I guess only socialists -- or divinity school drop-outs (see Gore, Al) -- who emerge from Harvard with degrees impress you, n'est-ce pas?!
Now Ms. Marjorie, Mr. Joltin: don't you see? Can't you see that your problem is that you love each other?
If you'd face that reality you'd be able to get on to more productive diatribes about real issues, like how come that massager gal called what's-her-face Olsen instead of the paramedics? I hope if anyone ever finds me nekkid and not moving they'll do something to help me. That needs to be brung out.
Oh, Joe-- I don't quite know why you think I deserve a modifier on my "intellectual" such as "psuedo". Just because I disagree with you often doesn't mean my thinking and engagement are less rigorous. Kindly, take note.

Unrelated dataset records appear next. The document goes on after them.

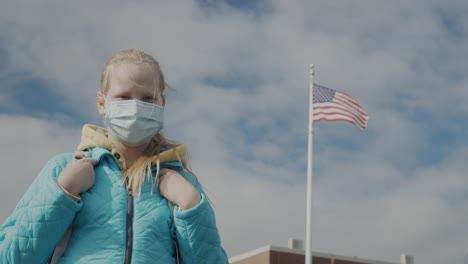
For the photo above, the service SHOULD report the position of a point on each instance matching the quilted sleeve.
(197, 234)
(39, 220)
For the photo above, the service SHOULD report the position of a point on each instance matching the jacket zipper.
(129, 229)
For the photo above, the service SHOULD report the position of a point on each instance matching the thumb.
(93, 162)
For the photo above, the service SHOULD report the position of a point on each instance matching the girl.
(126, 196)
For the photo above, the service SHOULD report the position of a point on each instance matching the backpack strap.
(63, 243)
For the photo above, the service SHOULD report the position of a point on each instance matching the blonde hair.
(141, 169)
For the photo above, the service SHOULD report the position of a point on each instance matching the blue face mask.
(133, 122)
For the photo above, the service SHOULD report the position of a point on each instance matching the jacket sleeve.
(39, 220)
(197, 235)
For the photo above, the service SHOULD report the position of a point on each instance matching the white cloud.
(27, 144)
(249, 147)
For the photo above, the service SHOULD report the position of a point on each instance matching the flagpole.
(308, 248)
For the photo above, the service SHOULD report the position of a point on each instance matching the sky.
(240, 73)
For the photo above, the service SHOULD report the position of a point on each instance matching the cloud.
(28, 143)
(241, 106)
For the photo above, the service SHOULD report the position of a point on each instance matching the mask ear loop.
(154, 102)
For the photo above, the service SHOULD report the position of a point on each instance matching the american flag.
(332, 105)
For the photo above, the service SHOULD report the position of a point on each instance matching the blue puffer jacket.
(104, 224)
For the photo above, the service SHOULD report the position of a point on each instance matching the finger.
(92, 161)
(80, 155)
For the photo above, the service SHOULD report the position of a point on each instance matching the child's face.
(131, 82)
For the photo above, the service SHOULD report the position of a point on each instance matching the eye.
(148, 99)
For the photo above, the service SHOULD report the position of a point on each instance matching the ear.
(101, 103)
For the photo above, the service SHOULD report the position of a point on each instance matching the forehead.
(129, 76)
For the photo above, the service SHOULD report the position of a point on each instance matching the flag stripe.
(340, 114)
(332, 105)
(336, 106)
(349, 104)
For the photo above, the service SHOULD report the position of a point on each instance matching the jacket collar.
(94, 138)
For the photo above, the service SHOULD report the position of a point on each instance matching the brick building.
(295, 254)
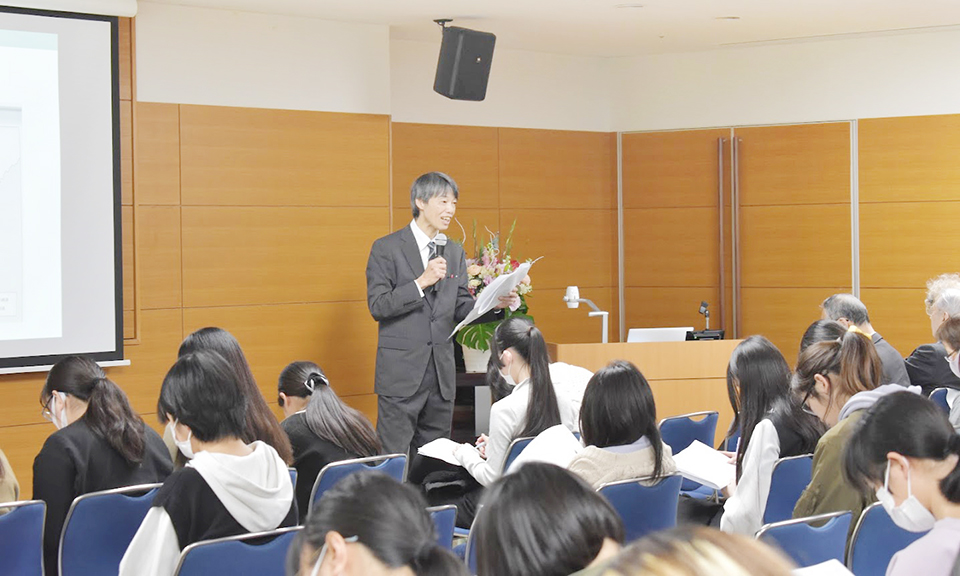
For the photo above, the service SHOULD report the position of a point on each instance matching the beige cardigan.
(598, 466)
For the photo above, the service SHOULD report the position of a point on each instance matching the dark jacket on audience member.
(75, 461)
(310, 454)
(929, 370)
(894, 369)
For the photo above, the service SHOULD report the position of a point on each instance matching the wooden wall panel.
(912, 159)
(799, 164)
(256, 157)
(339, 336)
(468, 154)
(159, 252)
(557, 169)
(672, 169)
(157, 150)
(272, 255)
(795, 246)
(671, 247)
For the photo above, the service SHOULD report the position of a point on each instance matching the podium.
(685, 376)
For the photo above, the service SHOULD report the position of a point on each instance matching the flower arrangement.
(488, 262)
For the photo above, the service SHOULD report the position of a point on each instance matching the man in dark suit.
(418, 297)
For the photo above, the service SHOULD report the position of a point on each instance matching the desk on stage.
(685, 376)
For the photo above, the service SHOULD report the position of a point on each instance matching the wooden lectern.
(685, 376)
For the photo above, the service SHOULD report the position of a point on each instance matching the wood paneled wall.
(559, 186)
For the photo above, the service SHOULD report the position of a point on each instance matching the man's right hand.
(436, 270)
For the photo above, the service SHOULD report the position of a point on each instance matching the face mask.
(185, 448)
(323, 552)
(507, 377)
(910, 515)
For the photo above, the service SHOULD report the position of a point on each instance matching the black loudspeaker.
(464, 65)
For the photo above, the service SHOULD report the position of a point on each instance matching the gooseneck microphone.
(440, 241)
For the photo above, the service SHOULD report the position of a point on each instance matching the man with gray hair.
(417, 292)
(848, 310)
(925, 365)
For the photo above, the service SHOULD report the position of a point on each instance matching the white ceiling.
(599, 28)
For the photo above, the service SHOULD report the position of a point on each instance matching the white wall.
(201, 56)
(526, 90)
(863, 77)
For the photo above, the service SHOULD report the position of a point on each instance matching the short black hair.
(201, 391)
(542, 520)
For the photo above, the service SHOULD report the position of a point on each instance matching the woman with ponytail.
(100, 443)
(905, 451)
(371, 525)
(322, 429)
(837, 381)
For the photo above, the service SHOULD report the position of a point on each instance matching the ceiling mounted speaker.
(464, 65)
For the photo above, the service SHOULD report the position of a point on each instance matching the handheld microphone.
(440, 240)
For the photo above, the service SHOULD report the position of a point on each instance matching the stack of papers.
(703, 464)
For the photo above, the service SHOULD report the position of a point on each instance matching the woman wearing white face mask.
(906, 452)
(100, 444)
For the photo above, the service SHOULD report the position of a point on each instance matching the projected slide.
(30, 265)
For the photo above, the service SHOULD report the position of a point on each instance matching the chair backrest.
(394, 465)
(445, 520)
(644, 509)
(875, 540)
(99, 526)
(788, 481)
(678, 432)
(21, 538)
(807, 544)
(516, 447)
(939, 397)
(257, 553)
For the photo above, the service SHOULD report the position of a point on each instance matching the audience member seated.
(924, 365)
(100, 443)
(543, 520)
(692, 551)
(906, 452)
(949, 334)
(618, 423)
(261, 424)
(228, 486)
(531, 408)
(322, 429)
(370, 525)
(837, 381)
(772, 425)
(848, 310)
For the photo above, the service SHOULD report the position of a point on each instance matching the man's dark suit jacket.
(412, 326)
(929, 370)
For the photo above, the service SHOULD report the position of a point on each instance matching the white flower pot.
(475, 360)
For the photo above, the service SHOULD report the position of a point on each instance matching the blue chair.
(445, 520)
(644, 509)
(394, 465)
(939, 397)
(808, 545)
(678, 432)
(875, 540)
(99, 526)
(789, 479)
(254, 554)
(21, 537)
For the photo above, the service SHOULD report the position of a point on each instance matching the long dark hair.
(543, 411)
(261, 423)
(108, 414)
(758, 386)
(387, 517)
(618, 408)
(908, 424)
(327, 416)
(542, 520)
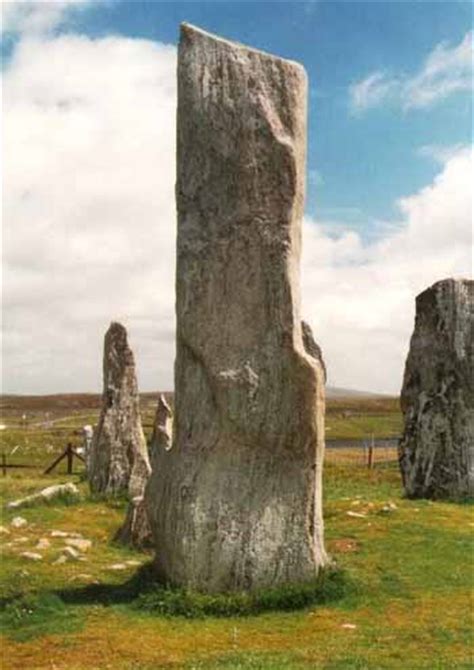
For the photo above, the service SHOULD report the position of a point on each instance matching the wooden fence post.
(370, 455)
(70, 455)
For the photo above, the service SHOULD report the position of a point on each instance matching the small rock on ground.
(18, 522)
(79, 543)
(31, 555)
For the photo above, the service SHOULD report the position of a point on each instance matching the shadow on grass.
(143, 593)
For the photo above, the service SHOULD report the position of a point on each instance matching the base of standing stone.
(135, 531)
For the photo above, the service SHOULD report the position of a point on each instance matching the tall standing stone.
(236, 502)
(437, 447)
(162, 436)
(118, 458)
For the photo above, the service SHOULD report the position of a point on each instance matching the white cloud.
(89, 129)
(446, 70)
(360, 299)
(371, 91)
(89, 228)
(439, 153)
(35, 17)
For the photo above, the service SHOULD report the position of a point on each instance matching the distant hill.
(339, 392)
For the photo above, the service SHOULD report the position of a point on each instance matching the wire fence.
(368, 452)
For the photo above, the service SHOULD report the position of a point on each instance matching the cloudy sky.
(89, 96)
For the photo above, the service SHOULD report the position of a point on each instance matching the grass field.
(405, 599)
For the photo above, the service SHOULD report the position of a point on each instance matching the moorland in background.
(404, 600)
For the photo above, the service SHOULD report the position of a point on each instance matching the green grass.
(400, 598)
(29, 616)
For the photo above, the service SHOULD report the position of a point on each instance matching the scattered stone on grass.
(71, 553)
(60, 560)
(18, 522)
(78, 543)
(82, 577)
(48, 494)
(343, 546)
(31, 555)
(63, 533)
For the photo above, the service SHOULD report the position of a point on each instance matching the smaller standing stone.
(436, 451)
(136, 530)
(162, 436)
(118, 457)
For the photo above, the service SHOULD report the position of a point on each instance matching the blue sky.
(389, 172)
(358, 164)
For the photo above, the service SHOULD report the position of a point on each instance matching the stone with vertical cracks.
(236, 502)
(162, 436)
(437, 448)
(312, 347)
(118, 459)
(136, 531)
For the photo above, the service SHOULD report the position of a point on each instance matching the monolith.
(236, 502)
(437, 448)
(162, 435)
(118, 458)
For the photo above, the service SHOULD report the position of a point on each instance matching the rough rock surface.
(135, 531)
(118, 458)
(162, 436)
(437, 448)
(312, 347)
(236, 502)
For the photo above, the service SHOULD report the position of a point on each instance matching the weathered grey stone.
(162, 436)
(118, 457)
(437, 448)
(135, 531)
(236, 502)
(312, 347)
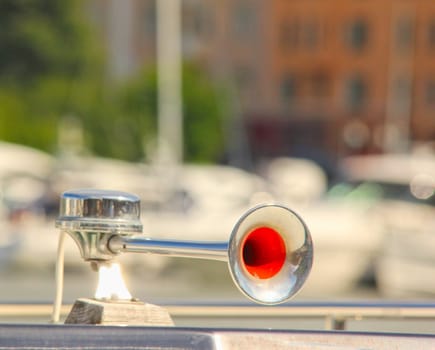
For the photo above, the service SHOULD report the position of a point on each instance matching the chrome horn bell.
(269, 252)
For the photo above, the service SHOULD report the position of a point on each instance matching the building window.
(430, 93)
(244, 21)
(289, 37)
(299, 33)
(355, 94)
(431, 34)
(320, 83)
(197, 20)
(288, 88)
(356, 35)
(310, 34)
(404, 35)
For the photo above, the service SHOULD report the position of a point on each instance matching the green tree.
(50, 66)
(203, 113)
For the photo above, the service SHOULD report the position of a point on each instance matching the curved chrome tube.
(269, 252)
(187, 249)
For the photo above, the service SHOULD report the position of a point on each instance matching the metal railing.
(334, 315)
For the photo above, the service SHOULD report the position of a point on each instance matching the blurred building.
(310, 78)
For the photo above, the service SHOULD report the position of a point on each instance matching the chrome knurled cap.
(99, 210)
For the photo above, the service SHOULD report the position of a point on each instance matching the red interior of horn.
(263, 252)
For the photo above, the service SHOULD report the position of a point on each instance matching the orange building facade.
(325, 78)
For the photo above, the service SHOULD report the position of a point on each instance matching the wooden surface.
(92, 311)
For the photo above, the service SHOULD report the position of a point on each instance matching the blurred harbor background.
(205, 109)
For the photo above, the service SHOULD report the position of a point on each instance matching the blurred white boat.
(404, 185)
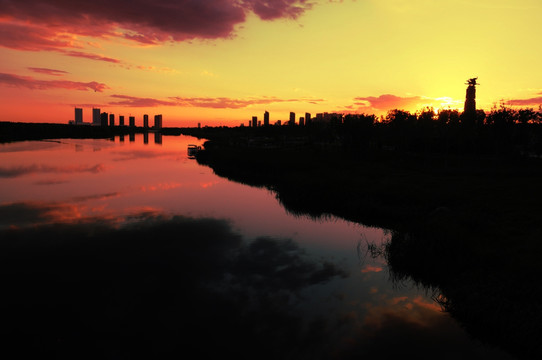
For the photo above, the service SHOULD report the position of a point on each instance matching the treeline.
(503, 131)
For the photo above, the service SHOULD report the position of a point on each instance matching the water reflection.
(138, 250)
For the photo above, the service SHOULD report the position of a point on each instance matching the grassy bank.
(466, 226)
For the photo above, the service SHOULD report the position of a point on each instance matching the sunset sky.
(220, 62)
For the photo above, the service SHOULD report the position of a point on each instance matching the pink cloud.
(204, 102)
(35, 84)
(30, 37)
(22, 170)
(48, 71)
(133, 101)
(144, 21)
(387, 101)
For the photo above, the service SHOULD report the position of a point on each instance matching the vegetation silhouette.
(460, 194)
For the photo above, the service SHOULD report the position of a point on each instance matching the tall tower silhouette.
(470, 99)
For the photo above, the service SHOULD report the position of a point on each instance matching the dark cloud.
(48, 71)
(144, 21)
(96, 197)
(51, 182)
(158, 288)
(21, 170)
(35, 84)
(31, 37)
(204, 102)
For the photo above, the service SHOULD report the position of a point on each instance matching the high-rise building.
(103, 119)
(157, 121)
(146, 121)
(96, 116)
(307, 118)
(78, 116)
(470, 98)
(292, 118)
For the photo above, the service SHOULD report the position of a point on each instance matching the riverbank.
(466, 227)
(16, 131)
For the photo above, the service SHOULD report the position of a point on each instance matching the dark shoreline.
(17, 131)
(465, 227)
(465, 224)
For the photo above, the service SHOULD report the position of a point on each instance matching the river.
(220, 267)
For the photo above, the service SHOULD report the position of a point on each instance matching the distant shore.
(17, 131)
(467, 228)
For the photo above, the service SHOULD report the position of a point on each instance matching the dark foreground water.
(127, 248)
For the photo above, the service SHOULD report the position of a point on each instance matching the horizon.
(222, 63)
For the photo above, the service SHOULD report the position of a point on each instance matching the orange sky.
(220, 62)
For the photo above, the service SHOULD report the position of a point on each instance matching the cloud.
(133, 101)
(48, 71)
(30, 213)
(168, 284)
(204, 102)
(143, 21)
(85, 55)
(31, 37)
(270, 10)
(387, 101)
(383, 103)
(526, 102)
(21, 170)
(35, 84)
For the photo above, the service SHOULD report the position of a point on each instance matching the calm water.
(237, 274)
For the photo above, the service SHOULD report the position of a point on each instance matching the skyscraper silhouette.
(470, 98)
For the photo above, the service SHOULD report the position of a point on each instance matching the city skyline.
(245, 57)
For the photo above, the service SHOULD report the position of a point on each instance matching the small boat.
(193, 150)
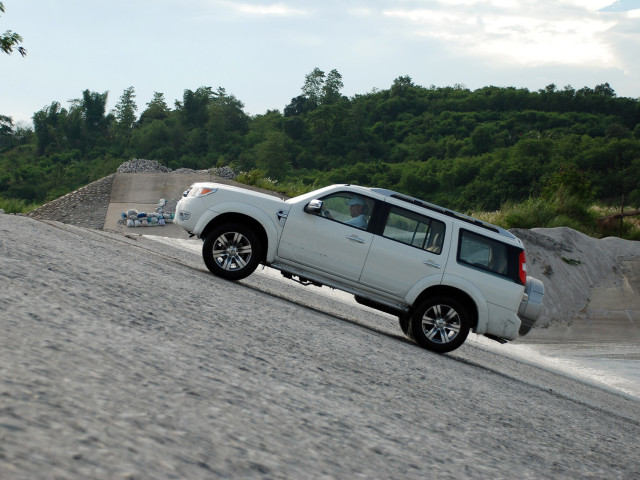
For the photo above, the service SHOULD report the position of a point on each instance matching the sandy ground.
(123, 358)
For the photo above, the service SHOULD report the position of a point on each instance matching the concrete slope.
(142, 191)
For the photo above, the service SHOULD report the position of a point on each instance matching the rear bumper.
(531, 304)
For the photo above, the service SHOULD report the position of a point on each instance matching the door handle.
(355, 238)
(432, 263)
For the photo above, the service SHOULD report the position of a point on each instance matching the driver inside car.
(358, 211)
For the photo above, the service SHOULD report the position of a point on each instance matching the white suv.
(442, 273)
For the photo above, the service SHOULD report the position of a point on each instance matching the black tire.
(440, 324)
(231, 251)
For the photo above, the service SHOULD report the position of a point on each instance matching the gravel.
(121, 357)
(140, 165)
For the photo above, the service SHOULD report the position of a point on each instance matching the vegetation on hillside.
(543, 157)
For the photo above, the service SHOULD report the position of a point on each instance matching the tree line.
(465, 149)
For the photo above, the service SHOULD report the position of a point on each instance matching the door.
(333, 241)
(411, 248)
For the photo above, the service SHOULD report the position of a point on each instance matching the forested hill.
(449, 145)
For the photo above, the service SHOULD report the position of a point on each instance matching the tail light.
(522, 268)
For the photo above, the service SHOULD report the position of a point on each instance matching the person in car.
(358, 212)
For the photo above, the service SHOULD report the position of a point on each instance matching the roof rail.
(443, 211)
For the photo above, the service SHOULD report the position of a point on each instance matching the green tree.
(331, 88)
(9, 40)
(157, 109)
(273, 157)
(126, 113)
(313, 86)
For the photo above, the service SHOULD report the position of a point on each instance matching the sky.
(261, 51)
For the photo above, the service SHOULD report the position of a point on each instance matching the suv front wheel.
(439, 324)
(231, 251)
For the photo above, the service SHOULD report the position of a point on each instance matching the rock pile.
(140, 165)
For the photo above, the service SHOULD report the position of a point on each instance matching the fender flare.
(458, 283)
(238, 208)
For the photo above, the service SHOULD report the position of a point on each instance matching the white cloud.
(276, 9)
(528, 36)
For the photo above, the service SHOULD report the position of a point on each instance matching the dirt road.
(123, 358)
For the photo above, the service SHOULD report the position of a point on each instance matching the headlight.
(201, 191)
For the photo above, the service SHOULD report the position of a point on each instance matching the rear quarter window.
(482, 252)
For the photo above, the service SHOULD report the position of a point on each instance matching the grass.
(14, 205)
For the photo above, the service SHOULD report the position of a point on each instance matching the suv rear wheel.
(440, 324)
(231, 251)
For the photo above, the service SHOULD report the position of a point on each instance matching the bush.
(15, 205)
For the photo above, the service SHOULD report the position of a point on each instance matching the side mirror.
(314, 206)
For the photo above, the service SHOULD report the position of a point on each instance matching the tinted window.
(415, 230)
(483, 252)
(348, 208)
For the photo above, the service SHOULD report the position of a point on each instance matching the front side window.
(348, 208)
(415, 230)
(482, 252)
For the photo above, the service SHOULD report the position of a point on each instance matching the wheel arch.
(242, 219)
(449, 291)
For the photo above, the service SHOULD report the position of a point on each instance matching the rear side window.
(415, 230)
(482, 252)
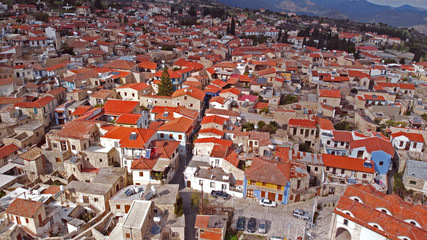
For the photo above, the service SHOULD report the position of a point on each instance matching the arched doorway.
(343, 234)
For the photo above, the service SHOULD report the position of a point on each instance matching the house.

And really, the source of the degrees will never impress me. No, I take that back. The facts that David Duchovny is ABD on his English lit doctorate from Yale and in possession of un undergrad degree (also in English lit) from Princeton DOES impress me. There's a man who can turn a well-crafted joke about a gerund. There's a man with whom I would enjoy sharing an egg cream. Probably, I would also enjoy running my hands through his hair. But, ultimately, it's the subject of the degree, rather than the institution that conferred it that impresses me.
Now, as to whether you're in love with me, well, doubtlessly, Jim would know better than I. It's sweet, baby, but it would never work. My friends all think you're an asshole-- for plugging your own blog without ever actually commenting on my own posts in these comment fields ALONE! And I love my friends... and the task of defending you to them, well, it's daunting... Surely, you understand.
I don't think there is any defense, M, just so you know.
But on to better topics... loved the quote from JW about Woolf, I find that I often equate madness with genius, funny that! Your blog reminds me of a conversation we had about effort, if a work of literature isn't challenging or engaging in some way, if it's effortless, then what's the point eh?
oh & the part about David Duchovny? who doesn't want to run their hands through his hair! oh wait, we have had that discussion before as well!
I really like that sentiment about how being poorly adjusted to a world that makes no sense is actually the opposite of mental illness. Isn't that the most heartening thing ever? Of course, that quotation entered my consciousness just as I've been having conversations with friends about whether or not what I'm feeling lately actually qualifies as depression. I'm resisting such labels... the ones that smack of mental illness... pretty vehemently, but then, I wonder is it just pride? And then I beat myself up for being prideful and feel worse. Am I deranged or is it, really, the world? I just can't tell.
Oh, David Duchovny, why don't you love me?
My American Heathcliffe!
Re: I really like that sentiment about how being poorly adjusted to a world that makes no sense is actually the opposite of mental illness. This sentiment plays prominently in Mark Vonnegut's book Eden Express, his story of a brush with mental illness in the 1970s. Apparently it was a common view during the counterculture of that era. An interesting book. I certainly hope that sentiment is right.
Are you deranged? I'd say not. Is the world an incredibly fucked up place? Pretty much. Charlie tells me quite often that it's not us that are crazy, it's everyone else! I find it to be a very intriguing topic, naturally. Not fond of labels myself, but of course in our healthcare system, you must be labeled/numbered/categorized so your HMO or whatever will pay for any treatment. Sodding bastards. But really, I think of mental health/illness, whatever, as being on a spectrum, things don't always fit into nice little categories, and there are of course anomalies. But anyways, sorry to hear of your melancholy my dear!